Madem sol sahiden kötü, yapılması yanlış, ütopik, gerçekçi değil ve hatta ve hatta melun bir şey, neden hepiniz, ‘biz de bir zamanlar solcuyduk’ diyorsunuz? Neden eşitlikten, özgürlükten, adaletten söz ederken hep o büyük, küçük, hadım ya da yalan ‘sol’unuza dönüyorsunuz?
Yazılarımı takip edenler, ‘genel seçim’leri demokrasi değil, oy verip ardından beş yıl televizyon seyrettiğimiz, ’kağıt katlama sanatı-origami’ olarak tanımladığımı iyi bilir. Basitçe, hayatımda neden karar verme hakkımı, 4-5 yıl için ya da kafalarına estikleri bir zamana kadar, başkasına devrediyorum hiç anlamıyorum.
Ancak her şeyde olduğu gibi, 'genel seçim origamisi'nin de ortaya çıkardığının bize gerçek demokrasiyi kesinlikle sunmasa bile, olan biteni işaretlediği de reddedilemez. Belki yamru yumru, hegemon hegemon -Süper hegemonya manasına geliyor şimdi uydurdum- ve kağıt katlamanın kurallarını koyanların sanatı ama en azından kağıdı katlayanın da bir soluk da olsa halini yansıtıyor, kıvrımlarında…
Seçim maçı (!) sonrası yorumcularında ortaya çıkan yaygın eğilim, telaşlı bir sevinç içinde ‘sol'un yenilgisinin ferahlığına kapılmak. Ah işte sol yenilmişti. Zaten haklıydılar ve bu ‘…. halktan’ zaten bir şey çıkmazdı. -Bu nokta noktalar yerine istediğiniz halkı koyabilir ve işaretli yerlerden kesebilirsiniz - Garip olan bu yorumculardan çoğunun nedense hayatlarının bir döneminde, açık ya da gizli bir övünçle, bir şekilde sola ‘bulaştığını’ iddia etmesi ve hatta bütün savunduklarının sağcı ve sol düşünce ile kel alaka hatta faşistçe olmasına rağmen, kendisini solcu takdim etmesidir.
-Bunlardan biri televizyona çıkmış, adamın kamyon fabrikası var, hatta tank onarım ihalesini de kapmış ve çeliğe su verildi yani ve hâlâ "Ben Mahir’le Deniz’le politika yaptım" diyebiliyor. Breh breh, Aşk-ı Memnu’ya bak sen.

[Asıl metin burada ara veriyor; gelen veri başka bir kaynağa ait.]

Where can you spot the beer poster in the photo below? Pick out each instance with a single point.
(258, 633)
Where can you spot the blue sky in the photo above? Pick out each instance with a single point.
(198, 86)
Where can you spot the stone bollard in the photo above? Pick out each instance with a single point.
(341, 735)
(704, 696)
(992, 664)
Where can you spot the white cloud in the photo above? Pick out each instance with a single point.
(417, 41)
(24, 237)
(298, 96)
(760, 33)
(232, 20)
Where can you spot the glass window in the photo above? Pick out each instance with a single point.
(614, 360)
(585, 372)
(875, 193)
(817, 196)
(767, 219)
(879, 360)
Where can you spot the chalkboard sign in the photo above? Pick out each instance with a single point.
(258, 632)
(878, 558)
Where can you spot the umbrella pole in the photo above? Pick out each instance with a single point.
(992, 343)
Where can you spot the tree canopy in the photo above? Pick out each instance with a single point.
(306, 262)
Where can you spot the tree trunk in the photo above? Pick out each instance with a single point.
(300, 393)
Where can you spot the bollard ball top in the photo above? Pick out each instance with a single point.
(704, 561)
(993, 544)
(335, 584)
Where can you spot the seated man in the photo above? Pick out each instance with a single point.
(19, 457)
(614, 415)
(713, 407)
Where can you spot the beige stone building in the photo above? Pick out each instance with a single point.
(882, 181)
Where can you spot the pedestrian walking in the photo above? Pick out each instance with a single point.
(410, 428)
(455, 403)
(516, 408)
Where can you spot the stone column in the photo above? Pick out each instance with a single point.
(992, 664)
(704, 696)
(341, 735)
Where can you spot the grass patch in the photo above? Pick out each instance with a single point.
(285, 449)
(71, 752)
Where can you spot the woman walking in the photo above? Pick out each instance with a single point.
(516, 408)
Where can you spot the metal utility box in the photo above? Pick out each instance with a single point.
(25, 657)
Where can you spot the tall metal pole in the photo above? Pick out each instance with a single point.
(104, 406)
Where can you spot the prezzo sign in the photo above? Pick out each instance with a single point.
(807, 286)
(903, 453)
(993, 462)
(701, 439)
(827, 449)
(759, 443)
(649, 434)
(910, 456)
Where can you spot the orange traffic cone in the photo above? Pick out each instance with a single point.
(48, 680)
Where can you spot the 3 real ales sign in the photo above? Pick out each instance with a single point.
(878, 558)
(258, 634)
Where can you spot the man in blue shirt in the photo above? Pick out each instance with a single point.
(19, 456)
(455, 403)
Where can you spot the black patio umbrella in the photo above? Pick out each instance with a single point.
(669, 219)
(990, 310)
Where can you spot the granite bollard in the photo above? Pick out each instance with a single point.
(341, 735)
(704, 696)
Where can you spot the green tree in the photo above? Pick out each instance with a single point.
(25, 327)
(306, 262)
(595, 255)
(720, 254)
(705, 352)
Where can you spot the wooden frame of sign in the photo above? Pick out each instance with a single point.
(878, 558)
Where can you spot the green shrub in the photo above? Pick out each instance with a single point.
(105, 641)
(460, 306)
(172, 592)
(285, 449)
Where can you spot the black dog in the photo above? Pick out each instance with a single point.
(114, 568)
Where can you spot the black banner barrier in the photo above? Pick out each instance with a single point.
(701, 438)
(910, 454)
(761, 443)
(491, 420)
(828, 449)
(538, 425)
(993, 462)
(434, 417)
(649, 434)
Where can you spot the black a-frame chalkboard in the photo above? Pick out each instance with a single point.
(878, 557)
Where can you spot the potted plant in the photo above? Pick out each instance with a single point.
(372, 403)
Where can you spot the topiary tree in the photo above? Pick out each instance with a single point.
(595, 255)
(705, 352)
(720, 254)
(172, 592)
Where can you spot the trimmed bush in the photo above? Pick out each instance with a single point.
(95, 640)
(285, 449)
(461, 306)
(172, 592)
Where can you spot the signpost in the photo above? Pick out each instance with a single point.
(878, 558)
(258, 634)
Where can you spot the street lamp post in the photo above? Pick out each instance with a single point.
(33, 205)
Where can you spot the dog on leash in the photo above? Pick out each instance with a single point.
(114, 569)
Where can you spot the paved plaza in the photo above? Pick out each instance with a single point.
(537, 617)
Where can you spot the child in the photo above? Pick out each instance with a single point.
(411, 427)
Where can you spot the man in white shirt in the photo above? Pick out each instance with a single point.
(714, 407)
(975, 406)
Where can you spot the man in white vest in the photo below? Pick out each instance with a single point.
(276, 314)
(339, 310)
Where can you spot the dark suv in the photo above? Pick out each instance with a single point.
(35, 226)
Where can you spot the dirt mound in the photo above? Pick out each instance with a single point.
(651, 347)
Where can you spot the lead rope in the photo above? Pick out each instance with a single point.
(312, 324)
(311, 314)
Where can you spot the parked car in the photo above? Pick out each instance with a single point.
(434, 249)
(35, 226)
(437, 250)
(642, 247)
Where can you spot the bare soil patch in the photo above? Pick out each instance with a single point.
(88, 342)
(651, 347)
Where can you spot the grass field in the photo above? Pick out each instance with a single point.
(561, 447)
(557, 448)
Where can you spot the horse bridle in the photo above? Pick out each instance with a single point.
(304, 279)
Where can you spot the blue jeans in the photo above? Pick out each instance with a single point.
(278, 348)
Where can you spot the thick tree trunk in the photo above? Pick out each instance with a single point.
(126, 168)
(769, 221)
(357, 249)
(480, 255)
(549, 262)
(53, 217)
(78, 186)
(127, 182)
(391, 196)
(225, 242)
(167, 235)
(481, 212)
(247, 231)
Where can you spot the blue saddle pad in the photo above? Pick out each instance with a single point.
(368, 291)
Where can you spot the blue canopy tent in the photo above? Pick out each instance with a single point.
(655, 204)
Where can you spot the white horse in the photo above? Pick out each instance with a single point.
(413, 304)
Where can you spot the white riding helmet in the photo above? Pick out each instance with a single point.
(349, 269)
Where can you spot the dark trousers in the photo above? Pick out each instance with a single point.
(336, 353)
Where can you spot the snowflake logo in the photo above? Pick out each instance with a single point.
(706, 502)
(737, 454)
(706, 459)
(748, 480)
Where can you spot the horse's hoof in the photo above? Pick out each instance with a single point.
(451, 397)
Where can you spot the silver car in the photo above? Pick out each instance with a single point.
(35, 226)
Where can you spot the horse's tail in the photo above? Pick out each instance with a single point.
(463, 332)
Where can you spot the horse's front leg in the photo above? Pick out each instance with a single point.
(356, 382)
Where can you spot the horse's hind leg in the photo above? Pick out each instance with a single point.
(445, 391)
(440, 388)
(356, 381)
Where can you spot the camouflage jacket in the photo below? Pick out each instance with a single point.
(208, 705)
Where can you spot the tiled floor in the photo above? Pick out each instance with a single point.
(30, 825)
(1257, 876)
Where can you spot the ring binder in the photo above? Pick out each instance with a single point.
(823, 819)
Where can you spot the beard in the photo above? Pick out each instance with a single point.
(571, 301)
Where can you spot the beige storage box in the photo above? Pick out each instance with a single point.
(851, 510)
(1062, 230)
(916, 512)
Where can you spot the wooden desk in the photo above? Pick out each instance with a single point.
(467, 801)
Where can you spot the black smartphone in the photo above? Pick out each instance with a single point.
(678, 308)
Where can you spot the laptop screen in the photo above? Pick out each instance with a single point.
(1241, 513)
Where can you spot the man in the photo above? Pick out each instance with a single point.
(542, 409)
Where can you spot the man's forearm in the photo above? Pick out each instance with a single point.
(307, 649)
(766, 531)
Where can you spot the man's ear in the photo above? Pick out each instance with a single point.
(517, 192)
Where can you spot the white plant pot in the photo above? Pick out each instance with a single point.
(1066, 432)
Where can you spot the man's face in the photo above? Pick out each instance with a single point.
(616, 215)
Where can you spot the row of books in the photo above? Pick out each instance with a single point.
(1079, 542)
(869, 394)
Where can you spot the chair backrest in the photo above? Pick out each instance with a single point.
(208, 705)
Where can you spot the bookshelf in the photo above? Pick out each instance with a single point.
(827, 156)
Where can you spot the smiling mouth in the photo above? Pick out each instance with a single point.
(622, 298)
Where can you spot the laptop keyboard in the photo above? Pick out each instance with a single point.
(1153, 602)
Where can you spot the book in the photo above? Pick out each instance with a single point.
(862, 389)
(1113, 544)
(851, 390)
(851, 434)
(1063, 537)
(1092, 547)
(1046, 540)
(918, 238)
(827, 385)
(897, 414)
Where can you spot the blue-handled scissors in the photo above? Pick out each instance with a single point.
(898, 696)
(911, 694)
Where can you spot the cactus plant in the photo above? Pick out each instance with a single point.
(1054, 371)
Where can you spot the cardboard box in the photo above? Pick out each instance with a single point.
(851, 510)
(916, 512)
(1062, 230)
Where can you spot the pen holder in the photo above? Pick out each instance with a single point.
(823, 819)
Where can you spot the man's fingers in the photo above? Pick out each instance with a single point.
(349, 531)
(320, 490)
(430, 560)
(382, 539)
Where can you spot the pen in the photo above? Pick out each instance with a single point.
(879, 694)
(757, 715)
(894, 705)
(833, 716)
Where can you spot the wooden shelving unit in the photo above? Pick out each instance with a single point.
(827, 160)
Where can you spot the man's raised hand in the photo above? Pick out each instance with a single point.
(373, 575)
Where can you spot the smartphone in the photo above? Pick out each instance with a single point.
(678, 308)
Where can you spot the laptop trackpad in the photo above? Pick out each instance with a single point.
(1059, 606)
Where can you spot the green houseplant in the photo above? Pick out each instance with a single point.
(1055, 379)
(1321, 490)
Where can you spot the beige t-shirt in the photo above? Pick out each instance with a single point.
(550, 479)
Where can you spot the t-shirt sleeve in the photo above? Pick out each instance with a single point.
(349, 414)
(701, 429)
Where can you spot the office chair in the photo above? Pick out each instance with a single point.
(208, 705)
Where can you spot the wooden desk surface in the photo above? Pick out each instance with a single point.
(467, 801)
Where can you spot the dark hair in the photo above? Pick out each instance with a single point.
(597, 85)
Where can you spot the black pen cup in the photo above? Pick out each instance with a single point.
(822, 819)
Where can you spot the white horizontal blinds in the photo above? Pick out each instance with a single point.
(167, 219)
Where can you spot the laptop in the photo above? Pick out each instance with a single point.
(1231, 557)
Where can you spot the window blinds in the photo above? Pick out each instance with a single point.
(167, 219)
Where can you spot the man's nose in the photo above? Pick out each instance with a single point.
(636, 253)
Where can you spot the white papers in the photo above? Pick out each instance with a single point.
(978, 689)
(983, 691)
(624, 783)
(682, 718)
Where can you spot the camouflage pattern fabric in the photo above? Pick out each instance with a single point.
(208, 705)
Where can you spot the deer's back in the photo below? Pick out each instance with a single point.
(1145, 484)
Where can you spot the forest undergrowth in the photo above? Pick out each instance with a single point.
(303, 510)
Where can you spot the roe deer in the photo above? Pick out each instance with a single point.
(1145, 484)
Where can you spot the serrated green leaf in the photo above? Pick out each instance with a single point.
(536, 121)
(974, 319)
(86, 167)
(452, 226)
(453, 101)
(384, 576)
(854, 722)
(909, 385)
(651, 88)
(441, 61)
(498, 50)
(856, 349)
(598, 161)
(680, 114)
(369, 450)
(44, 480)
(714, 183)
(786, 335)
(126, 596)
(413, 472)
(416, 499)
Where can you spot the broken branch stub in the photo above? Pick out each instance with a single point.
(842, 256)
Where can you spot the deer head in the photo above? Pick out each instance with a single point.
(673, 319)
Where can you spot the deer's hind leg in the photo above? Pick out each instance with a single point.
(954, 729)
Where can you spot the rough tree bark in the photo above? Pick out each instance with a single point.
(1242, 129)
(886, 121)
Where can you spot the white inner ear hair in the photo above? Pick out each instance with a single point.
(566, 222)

Anlamadığım şey, madem sol sahiden kötü, yapılması yanlış, ütopik, gerçekçi değil ve hatta ve hatta melun bir şey, neden hepiniz, ‘biz de bir zamanlar solcuyduk’ diyorsunuz? Neden eşitlikten, özgürlükten, adaletten söz ederken hep o büyük, küçük, hadım ya da yalan ‘sol’unuza dönüyorsunuz? Üniversite maceraları anlatmak yasaklanmalı canım. Orta kantinde yaşanan orta kantinde kalır. -
-İngiltere seçimlerinden nereye geldik bilinç aka aka, bilinç işte bu, akar da akar, akar da akar…-
İngiltere origamisinin bize gösterdiği şey ise post neoliberal dönemin birinci bölüm işaretleri. Sınır çizgilerini esas olarak sermaye için açan ve daha da fazlası, sermayenin altına ucuz emek dolaşımı seren AB’de olanlar şunu gösteriyor ki bundan sonra yola katırlarla devam edilecek. Ortadaki Brexit kararsızlığını, katladığı göçmen karşıtlığı ile Boris Johnson kendi cebine koydu. Gerçi kullanılan oylara bakarsanız, toplamda yüzde 65’e varan çoğunluk bunu istemese de kağıt katlama sanatı origaminin özelliği bu, herkes elinizdekinin boynuna bakıp kuğu diyor.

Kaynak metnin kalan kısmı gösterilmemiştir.